Deze cursus heeft dus als doel, naast de biologie, het leren zien van (basale) verbanden tussen fysische, chemische en biologische processen, in het verleden (paleo) en heden, die mariene ecosystemen in brede zin bepalen en of bepaald hebben. Ook besteed je aandacht aan verwachtingen voor de nabije toekomst.
In de eerste weken volg je inleidende colleges over wat een oceaan eigenlijk is, waar ze uit bestaat en hoe ze eruit ziet in drie dimensies. Dan volgt de grootste component, de biologie, inclusief evolutie, productie, pelagische en benthische ecosystemen, zoologie, en nutrientenkringlopen. Andere componenten zijn atmosfeer- en oceaan circulatie en processen op langere tijdschalen die de biologie bepalen. Practica gaan in op belangrijke groepen fyto-, en zoöplankton en benthische groepen, naast werkcolleges/practica oceanografie, en inleidende colleges. De colleges gaan ook in op actuele thema’s zoals opwarming van de Aarde, globale biodiversiteits-veranderingen, effecten van vervuiling, en de typische Wadden- en Noordzee ecosystemen, mede aan de hand van (redelijk eenvoudige) literatuur en discussies, en de dagelijkse ‘news of the day’ discussies. Presentaties voor en door studenten vormen hier een onderdeel van.

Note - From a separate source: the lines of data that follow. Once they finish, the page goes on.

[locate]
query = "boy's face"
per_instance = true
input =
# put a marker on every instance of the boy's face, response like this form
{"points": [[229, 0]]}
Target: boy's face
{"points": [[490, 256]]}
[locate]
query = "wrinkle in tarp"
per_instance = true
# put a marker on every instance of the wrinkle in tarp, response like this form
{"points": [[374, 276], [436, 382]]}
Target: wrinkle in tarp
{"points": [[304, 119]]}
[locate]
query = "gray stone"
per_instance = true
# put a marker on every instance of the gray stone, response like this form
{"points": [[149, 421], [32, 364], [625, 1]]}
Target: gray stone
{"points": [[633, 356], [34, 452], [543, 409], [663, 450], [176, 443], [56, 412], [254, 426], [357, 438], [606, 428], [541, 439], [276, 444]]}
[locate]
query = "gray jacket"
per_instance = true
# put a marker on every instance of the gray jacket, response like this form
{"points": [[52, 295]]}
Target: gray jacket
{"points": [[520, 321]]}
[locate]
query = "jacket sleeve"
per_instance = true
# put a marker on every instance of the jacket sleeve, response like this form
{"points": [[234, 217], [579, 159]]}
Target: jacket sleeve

In de cursus ligt de nadruk op het herkennen van processen, patronen en verbanden (bijvoorbeeld pelagic-benthic coupling) in het mariene domein. Je besteedt aandacht aan actuele vraagstellingen, en hoe onderzoek in de praktijk wordt verricht. In de laatste week maak je een poster en houd je een presentatie (Engels), die deels is voorbereid in de voorafgaande weken, aan de hand van zelfgekozen, of voorgestelde probleemstellingen.
 
Onderwijsvormen
Hoorcolleges, practica, discussie, presentatie(s), poster
 
Toetsing
De cursus is voldoende afgerond als je een voldoende hebt behaald voor de onderdelen:
  1. Tentamen 1
  2. Poster
  3. Tentamen 2
Voor alle onderdelen moet tenminste een 5.5 worden gehaald. Het eindcijfer wordt bepaald in de verhouding 1 : ¾ : 1. De practica worden niet beoordeeld met een cijfer maar actieve deelname aan alle hoor- en werkcolleges is verplicht. Alle werkcolleges moeten zijn afgetekend om het eindcijfer te krijgen.